(b) For a plan of merger to be approved: (1) The board of directors must approve the plan of merger; (2) the board of directors must recommend the plan of merger to the members entitled to vote on the plan of merger, if any, unless the board of directors determines that because of conflicts of interest or other special circumstances it should make no recommendation and communicates the basis for its determination to the members entitled to vote on the plan of merger with the submission of the plan; and (3) the members entitled to vote on the plan must approve the plan, either before or after the actions required in subdivisions (1) and (2) of this subsection, as provided in subsection (e) of this section.
(c) The board of directors may condition its submission of the proposed merger on any basis.
(d) The corporation shall notify each member, entitled to vote on the plan, if any, of the proposed members' meeting in accordance with section seven hundred five, article seven of this chapter. The notice is also to state that the purpose, or one of the purposes, of the meeting is to consider the plan of merger and contain or be accompanied by a copy or summary of the plan.

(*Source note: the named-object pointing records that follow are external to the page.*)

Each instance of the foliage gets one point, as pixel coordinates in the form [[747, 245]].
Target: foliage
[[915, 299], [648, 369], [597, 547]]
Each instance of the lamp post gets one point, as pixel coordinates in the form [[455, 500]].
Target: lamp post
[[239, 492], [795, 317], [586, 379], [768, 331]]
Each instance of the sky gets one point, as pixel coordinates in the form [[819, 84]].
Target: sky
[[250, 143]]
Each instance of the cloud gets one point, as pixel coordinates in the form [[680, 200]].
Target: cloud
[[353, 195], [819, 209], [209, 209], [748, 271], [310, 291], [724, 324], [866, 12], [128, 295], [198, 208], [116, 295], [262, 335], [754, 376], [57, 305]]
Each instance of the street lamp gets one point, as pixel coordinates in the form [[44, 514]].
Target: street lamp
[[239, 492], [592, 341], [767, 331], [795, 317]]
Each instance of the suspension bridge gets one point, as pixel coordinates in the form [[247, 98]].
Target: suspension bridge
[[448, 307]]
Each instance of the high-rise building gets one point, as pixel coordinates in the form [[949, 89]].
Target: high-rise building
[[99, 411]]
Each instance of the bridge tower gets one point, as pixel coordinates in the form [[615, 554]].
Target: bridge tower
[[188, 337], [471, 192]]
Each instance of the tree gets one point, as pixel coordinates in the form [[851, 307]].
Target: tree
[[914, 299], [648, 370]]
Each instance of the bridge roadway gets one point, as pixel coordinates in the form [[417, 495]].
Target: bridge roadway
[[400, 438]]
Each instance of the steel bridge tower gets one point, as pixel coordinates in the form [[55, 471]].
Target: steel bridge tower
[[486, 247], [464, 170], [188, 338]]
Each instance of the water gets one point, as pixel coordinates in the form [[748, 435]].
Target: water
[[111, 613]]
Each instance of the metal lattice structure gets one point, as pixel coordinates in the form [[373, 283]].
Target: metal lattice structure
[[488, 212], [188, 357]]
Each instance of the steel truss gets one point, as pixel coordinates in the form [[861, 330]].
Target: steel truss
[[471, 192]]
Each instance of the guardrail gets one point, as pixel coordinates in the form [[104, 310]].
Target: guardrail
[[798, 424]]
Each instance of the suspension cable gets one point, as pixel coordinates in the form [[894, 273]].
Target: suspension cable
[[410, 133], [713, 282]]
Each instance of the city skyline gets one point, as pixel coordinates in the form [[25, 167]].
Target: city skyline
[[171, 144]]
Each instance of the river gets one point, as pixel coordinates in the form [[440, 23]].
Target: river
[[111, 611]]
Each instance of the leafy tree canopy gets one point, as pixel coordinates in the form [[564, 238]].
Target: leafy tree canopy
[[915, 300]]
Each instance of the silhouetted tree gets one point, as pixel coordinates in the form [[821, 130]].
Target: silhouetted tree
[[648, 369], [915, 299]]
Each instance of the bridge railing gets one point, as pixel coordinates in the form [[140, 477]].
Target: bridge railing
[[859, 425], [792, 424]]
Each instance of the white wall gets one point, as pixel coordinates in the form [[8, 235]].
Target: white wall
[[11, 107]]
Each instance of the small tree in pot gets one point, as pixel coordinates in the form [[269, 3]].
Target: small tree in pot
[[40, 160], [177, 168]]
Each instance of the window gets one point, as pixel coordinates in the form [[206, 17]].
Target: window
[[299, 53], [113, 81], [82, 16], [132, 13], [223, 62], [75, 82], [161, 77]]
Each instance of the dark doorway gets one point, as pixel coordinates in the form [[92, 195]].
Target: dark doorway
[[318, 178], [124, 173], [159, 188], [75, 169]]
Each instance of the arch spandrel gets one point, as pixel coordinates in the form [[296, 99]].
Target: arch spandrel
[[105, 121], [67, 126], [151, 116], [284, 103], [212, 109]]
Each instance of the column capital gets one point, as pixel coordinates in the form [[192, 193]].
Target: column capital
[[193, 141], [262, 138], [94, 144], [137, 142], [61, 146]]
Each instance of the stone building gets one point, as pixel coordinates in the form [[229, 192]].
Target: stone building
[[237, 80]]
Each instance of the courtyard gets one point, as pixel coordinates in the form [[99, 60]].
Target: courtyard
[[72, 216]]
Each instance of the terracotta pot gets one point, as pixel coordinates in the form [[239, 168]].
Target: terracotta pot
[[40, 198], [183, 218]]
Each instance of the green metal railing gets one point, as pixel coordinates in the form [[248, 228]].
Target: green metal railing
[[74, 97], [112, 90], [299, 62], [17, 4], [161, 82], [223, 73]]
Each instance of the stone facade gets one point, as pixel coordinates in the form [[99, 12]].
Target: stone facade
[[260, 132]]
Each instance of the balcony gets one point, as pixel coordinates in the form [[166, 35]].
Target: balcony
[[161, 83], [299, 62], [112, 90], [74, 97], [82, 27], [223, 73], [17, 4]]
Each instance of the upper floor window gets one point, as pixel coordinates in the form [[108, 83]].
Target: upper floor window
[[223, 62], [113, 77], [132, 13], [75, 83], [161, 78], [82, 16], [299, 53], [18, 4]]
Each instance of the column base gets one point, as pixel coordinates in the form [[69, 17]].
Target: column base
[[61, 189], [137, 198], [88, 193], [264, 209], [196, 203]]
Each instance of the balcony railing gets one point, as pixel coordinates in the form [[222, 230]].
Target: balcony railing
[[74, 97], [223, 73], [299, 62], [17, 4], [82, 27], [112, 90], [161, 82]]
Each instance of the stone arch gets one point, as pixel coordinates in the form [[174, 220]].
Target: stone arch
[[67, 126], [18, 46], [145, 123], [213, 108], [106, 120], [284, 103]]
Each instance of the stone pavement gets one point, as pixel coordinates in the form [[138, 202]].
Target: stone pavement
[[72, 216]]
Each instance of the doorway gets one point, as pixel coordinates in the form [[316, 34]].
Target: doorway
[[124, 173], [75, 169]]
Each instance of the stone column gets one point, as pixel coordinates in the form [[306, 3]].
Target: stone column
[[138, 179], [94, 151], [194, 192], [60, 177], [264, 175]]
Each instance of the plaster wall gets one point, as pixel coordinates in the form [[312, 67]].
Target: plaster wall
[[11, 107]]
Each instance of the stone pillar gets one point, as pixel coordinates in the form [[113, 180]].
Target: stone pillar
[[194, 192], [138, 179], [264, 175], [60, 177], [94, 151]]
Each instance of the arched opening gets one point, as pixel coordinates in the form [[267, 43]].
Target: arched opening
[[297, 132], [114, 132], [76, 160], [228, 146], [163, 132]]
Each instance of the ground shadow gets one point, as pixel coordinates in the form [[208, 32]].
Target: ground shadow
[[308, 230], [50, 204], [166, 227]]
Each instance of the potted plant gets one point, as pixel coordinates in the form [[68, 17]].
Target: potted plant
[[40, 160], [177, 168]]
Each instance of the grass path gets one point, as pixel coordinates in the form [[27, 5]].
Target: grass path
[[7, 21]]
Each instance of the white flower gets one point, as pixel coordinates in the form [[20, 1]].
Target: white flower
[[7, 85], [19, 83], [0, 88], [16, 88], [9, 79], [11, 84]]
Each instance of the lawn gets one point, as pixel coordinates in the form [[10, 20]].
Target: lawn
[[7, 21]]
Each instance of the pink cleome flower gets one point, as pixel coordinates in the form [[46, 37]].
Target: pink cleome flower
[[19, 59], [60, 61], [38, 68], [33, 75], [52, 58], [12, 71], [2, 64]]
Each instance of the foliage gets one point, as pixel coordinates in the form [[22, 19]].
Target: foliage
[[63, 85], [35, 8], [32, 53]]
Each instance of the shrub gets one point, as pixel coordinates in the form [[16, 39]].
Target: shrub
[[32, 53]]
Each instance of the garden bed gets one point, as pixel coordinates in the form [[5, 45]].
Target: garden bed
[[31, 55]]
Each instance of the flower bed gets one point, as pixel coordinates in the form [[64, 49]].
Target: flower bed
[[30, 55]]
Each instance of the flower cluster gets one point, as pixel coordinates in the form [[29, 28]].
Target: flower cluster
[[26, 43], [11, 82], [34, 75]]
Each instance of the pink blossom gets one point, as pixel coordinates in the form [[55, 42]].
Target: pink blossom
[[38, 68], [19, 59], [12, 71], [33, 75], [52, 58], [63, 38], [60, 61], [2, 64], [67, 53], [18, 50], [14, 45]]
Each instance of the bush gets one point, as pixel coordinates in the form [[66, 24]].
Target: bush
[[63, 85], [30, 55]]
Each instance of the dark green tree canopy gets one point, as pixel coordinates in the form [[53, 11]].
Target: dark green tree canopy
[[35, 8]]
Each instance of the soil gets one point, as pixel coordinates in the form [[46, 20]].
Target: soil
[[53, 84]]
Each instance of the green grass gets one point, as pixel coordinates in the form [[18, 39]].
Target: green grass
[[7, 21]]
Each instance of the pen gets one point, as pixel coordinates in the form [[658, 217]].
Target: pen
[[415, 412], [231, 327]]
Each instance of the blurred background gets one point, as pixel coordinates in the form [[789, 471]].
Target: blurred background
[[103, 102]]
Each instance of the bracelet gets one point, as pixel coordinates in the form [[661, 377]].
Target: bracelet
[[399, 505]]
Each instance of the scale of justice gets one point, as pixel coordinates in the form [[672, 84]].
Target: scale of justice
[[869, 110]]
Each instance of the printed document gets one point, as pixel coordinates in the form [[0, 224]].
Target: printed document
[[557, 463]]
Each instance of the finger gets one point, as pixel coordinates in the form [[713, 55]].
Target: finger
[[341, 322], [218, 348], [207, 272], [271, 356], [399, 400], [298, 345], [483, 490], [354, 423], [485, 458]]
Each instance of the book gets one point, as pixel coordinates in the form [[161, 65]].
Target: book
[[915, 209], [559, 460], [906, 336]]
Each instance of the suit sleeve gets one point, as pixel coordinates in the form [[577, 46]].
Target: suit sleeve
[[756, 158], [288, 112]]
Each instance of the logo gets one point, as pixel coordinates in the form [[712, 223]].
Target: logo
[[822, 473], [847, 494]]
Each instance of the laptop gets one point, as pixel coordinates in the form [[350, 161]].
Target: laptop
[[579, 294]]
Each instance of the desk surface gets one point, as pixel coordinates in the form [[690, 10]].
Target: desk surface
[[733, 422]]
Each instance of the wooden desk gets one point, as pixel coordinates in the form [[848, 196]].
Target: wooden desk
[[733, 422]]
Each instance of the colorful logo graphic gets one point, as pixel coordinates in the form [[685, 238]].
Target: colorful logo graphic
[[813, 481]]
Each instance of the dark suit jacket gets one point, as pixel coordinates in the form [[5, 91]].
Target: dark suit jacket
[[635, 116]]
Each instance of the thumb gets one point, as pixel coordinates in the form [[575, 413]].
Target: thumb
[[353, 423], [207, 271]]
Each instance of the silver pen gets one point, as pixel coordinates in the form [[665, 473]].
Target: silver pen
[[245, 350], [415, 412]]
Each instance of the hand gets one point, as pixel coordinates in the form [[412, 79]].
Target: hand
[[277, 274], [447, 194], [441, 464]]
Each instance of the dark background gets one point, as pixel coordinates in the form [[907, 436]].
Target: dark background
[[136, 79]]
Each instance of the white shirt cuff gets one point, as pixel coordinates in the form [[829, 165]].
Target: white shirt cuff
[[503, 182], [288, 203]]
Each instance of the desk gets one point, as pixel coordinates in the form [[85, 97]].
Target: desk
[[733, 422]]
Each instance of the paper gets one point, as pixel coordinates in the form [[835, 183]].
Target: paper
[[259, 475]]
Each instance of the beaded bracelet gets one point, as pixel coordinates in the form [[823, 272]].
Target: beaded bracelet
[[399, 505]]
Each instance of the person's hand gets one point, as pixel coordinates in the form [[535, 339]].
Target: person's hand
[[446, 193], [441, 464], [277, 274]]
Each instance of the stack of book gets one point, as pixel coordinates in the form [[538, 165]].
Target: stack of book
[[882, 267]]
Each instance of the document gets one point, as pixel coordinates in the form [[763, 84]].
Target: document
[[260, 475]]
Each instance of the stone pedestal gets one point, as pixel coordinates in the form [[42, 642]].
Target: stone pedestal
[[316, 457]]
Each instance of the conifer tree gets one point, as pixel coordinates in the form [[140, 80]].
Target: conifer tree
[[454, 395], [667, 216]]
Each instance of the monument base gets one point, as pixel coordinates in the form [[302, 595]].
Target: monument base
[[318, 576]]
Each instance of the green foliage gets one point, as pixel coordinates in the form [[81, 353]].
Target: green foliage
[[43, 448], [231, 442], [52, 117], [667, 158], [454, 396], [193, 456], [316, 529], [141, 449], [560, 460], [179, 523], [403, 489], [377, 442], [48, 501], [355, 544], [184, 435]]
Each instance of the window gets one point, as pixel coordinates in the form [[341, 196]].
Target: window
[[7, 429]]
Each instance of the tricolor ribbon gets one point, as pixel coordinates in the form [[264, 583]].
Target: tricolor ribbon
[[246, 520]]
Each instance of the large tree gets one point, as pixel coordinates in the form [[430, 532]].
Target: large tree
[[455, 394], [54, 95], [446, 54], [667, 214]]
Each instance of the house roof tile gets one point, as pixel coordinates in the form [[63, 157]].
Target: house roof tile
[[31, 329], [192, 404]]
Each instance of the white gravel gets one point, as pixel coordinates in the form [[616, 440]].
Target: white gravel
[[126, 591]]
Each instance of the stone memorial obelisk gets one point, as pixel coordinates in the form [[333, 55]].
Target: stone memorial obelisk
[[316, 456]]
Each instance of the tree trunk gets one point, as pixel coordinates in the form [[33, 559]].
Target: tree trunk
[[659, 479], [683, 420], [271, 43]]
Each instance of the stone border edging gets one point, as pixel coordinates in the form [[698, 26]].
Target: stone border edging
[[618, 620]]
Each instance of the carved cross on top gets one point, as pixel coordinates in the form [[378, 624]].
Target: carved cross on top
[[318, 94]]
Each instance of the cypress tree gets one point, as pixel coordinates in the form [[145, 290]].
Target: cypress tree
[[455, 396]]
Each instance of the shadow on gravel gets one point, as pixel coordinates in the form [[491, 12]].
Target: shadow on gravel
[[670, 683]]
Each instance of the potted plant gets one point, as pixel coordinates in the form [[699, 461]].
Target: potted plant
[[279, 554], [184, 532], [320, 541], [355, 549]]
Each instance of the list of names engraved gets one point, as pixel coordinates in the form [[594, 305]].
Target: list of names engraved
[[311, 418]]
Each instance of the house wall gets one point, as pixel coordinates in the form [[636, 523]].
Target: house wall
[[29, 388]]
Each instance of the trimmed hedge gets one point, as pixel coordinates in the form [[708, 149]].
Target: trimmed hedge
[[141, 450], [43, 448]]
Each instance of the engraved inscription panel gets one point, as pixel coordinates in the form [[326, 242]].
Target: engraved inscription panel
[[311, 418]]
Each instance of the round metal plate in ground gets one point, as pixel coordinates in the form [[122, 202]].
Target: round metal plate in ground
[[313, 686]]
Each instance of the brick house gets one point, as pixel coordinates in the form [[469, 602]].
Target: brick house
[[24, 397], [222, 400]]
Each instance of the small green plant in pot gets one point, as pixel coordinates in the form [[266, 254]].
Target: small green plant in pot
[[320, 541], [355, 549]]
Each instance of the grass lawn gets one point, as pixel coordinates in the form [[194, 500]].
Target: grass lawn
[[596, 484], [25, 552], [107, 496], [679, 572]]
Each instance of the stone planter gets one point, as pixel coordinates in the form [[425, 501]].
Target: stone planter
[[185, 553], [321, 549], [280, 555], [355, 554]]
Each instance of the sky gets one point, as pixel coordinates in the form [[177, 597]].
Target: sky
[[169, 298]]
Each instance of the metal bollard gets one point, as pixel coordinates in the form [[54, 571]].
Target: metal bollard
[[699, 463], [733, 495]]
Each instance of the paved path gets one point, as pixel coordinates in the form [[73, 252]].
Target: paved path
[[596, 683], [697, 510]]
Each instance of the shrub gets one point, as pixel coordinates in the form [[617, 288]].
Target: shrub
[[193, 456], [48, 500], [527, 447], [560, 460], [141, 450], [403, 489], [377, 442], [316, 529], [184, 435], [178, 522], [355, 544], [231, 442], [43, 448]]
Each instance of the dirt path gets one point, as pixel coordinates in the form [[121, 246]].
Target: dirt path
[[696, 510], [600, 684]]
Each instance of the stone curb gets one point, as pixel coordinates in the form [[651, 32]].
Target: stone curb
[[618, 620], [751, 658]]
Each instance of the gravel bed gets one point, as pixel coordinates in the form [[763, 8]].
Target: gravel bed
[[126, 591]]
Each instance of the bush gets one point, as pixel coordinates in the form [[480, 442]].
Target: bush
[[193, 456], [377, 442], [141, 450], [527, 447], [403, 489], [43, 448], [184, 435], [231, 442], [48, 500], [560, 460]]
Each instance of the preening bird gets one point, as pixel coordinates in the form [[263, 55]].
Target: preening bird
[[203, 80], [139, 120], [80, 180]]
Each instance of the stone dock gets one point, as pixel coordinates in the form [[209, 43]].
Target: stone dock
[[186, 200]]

(e) Unless this chapter, the articles of incorporation or the board of directors acting pursuant to subsection (c) of this section requires a greater vote or a vote by class of members, the plan of merger to be adopted must be approved by: (1) If no class of members is entitled to vote separately on the plan as a class, at least two thirds of the votes cast by the members entitled to vote; and (2) if any class of members is entitled to vote on the plan separately as a class, at least two thirds of the votes cast by the members of each class whose members are entitled to vote.
(f) Separate voting by class of members is required on a plan of merger if the plan contains a provision that, if contained in a proposed amendment to articles of incorporation, would require action by one or more separate classes of members on the proposed amendment under the articles of incorporation of the corporation.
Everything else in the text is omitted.